On eût dit le disque lunaire, au moment où dans son opposition avec le soleil, il apparaît dans toute sa pureté.
Le silence était absolu entre ces murs sourds et aveugles, qui ne pouvaient ni voir ni entendre. Les deux jeunes gens se crurent dans l'antichambre d'un monument funéraire.
Marcel, avant d'aller se pencher sur la vitre étincelante, eut un moment d'hésitation. Il touchait à son but ! De là, il n'en pouvait douter, allait sortir l'impénétrable secret qu'il était venu chercher à Stahlstadt !
Mais son hésitation ne dura qu'un instant. Octave et lui allèrent s'agenouiller près du disque et inclinèrent la tête de manière à pouvoir explorer dans toutes ses parties la chambre placée au-dessous d'eux.
Un spectacle aussi horrible qu'inattendu s'offrit alors à leurs regards.
Ce disque de verre, convexe sur ses deux faces, en forme de lentille, grossissait démesurément les objets que l'on regardait à travers.
Là était le laboratoire secret de Herr Schultze. L'intense lumière qui sortait à travers le disque, comme si c'eût été l'appareil dioptrique d'un phare, venait d'une double lampe électrique brûlant encore dans sa cloche vide d'air, que le courant voltaïque d'une pile puissante n'avait pas cessé d'alimenter. Au milieu de la chambre, dans cette atmosphère éblouissante, une forme humaine, énormément agrandie par la réfraction de la lentille -- quelque chose comme un des sphinx du désert libyque --, était assise dans une immobilité de marbre.
Autour de ce spectre, des éclats d'obus jonchaient le sol.
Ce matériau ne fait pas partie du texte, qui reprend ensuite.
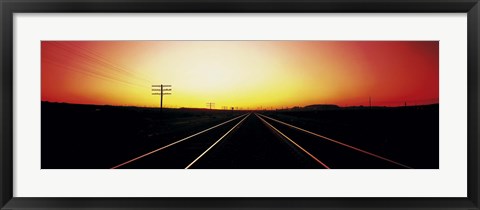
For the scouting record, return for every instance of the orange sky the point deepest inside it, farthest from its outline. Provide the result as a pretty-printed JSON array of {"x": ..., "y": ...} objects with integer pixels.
[{"x": 244, "y": 74}]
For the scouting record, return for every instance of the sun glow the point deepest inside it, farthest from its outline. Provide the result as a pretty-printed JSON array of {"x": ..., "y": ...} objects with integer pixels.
[{"x": 244, "y": 74}]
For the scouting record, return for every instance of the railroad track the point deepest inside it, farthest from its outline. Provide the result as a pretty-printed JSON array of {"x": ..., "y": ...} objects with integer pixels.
[{"x": 256, "y": 141}]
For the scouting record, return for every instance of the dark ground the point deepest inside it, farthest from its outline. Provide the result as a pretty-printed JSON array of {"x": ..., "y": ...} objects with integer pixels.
[
  {"x": 409, "y": 135},
  {"x": 92, "y": 137}
]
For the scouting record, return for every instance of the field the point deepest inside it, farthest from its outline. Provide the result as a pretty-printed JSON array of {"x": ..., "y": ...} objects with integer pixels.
[{"x": 102, "y": 137}]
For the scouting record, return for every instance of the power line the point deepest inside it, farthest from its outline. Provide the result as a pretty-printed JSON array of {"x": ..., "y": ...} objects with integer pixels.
[
  {"x": 210, "y": 104},
  {"x": 161, "y": 90}
]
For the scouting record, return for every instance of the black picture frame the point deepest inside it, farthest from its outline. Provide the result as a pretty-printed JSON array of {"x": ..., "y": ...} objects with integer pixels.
[{"x": 9, "y": 7}]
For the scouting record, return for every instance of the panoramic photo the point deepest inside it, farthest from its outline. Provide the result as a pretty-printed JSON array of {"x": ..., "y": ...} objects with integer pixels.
[{"x": 239, "y": 105}]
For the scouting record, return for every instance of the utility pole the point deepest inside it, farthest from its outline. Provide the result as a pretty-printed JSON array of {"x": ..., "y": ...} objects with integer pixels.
[
  {"x": 163, "y": 91},
  {"x": 210, "y": 104}
]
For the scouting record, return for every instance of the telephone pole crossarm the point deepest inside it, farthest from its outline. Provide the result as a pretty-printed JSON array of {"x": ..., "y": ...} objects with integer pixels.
[{"x": 161, "y": 91}]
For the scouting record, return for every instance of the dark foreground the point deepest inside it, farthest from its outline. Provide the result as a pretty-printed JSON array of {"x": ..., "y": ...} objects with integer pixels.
[{"x": 96, "y": 137}]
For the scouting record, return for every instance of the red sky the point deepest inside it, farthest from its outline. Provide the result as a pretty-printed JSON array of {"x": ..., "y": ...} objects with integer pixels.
[{"x": 246, "y": 74}]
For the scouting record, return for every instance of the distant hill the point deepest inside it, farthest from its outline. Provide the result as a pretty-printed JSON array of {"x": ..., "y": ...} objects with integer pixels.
[{"x": 321, "y": 107}]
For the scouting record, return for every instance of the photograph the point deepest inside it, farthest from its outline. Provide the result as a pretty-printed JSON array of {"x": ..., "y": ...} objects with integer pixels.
[{"x": 239, "y": 104}]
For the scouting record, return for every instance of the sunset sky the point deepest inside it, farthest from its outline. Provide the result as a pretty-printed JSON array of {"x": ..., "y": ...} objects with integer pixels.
[{"x": 244, "y": 74}]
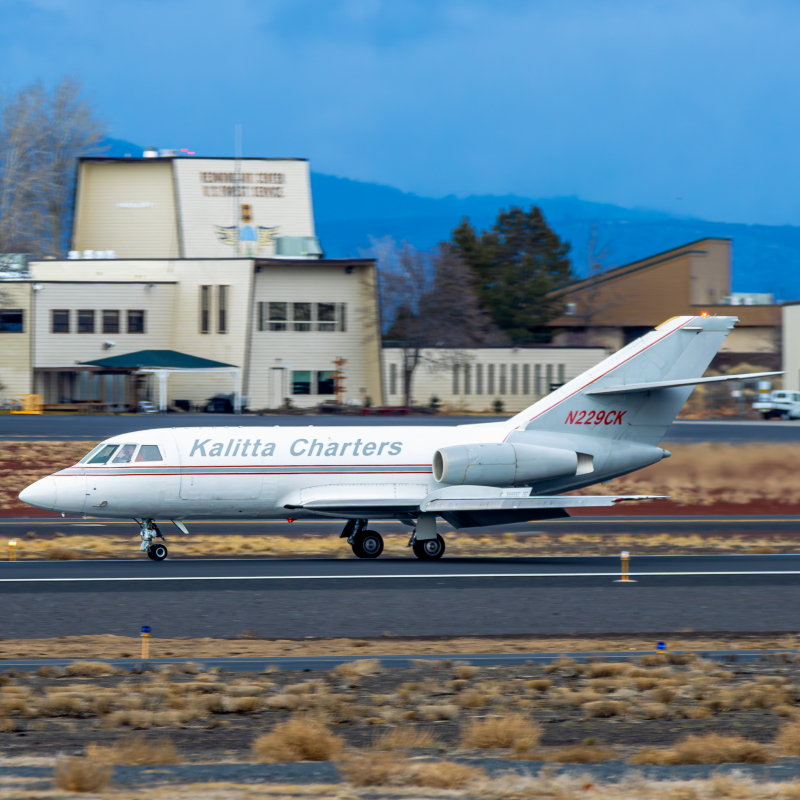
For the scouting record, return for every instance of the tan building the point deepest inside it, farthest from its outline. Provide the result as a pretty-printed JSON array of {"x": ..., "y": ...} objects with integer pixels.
[
  {"x": 485, "y": 378},
  {"x": 283, "y": 322},
  {"x": 616, "y": 306},
  {"x": 182, "y": 207}
]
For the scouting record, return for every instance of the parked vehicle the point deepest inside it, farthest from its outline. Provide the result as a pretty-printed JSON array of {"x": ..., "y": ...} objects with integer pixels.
[{"x": 779, "y": 404}]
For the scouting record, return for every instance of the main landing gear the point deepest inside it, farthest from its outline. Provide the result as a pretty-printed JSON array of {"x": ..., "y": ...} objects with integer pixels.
[
  {"x": 365, "y": 544},
  {"x": 149, "y": 531},
  {"x": 369, "y": 544}
]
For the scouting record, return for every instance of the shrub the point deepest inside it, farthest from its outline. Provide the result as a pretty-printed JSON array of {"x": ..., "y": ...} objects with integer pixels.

Plus de doute !... C'était Herr Schultze, reconnaissable au rictus effrayant de sa mâchoire, à ses dents éclatantes, mais un Herr Schultze gigantesque, que l'explosion de l'un de ses terribles engins avait à la fois asphyxié et congelé sous l'action d'un froid terrible !
Le Roi de l'Acier était devant sa table, tenant une plume de géant, grande comme une lance, et il semblait écrire encore ! N'eût été le regard atone de ses pupilles dilatées, l'immobilité de sa bouche, on l'aurait cru vivant. Comme ces mammouths que l'on retrouve enfouis dans les glaçons des régions polaires, ce cadavre était là, depuis un mois, caché à tous les yeux. Autour de lui tout était encore gelé, les réactifs dans leurs bocaux, l'eau dans ses récipients, le mercure dans sa cuvette !
Marcel, en dépit de l'horreur de ce spectacle, eut un mouvement de satisfaction en se disant combien il était heureux qu'il eût pu observer du dehors l'intérieur de ce laboratoire, car très certainement Octave et lui auraient été frappés de mort en y pénétrant.
Comment donc s'était produit cet effroyable accident ?
Marcel le devina sans peine, lorsqu'il eut remarqué que les fragments d'obus, épars sur le plancher, n'étaient autres que de petits morceaux de verre. Or, l'enveloppe intérieure, qui contenait l'acide carbonique liquide dans les projectiles asphyxiants de Herr Schultze, vu la pression formidable qu'elle avait à supporter, était faite de ce verre trempé, qui a dix ou douze fois la résistance du verre ordinaire ; mais un des défauts de ce produit, qui était encore tout nouveau, c'est que, par l'effet d'une action moléculaire mystérieuse, il éclate subitement, quelquefois, sans raison apparente. C'est ce qui avait dû arriver. Peut- être même la pression intérieure avait-elle provoqué plus inévitablement encore l'éclatement de l'obus qui avait été déposé dans le laboratoire. L'acide carbonique, subitement décomprimé, avait alors déterminé, en retournant à l'état gazeux, un effroyable abaissement de la température ambiante.
Toujours est-il que l'effet avait dû être foudroyant. Herr Schultze, surpris par la mort dans l'attitude qu'il avait au moment de l'explosion, s'était instantanément momifié au milieu d'un froid de cent degrés au-dessous de zéro.
Une circonstance frappa surtout Marcel, c'est que le Roi de l'Acier avait été frappé pendant qu'il écrivait.
Or, qu'écrivait-il sur cette feuille de papier avec cette plume que sa main tenait encore ? Il pouvait être intéressant de recueillir la dernière pensée, de connaître le dernier mot d'un tel homme.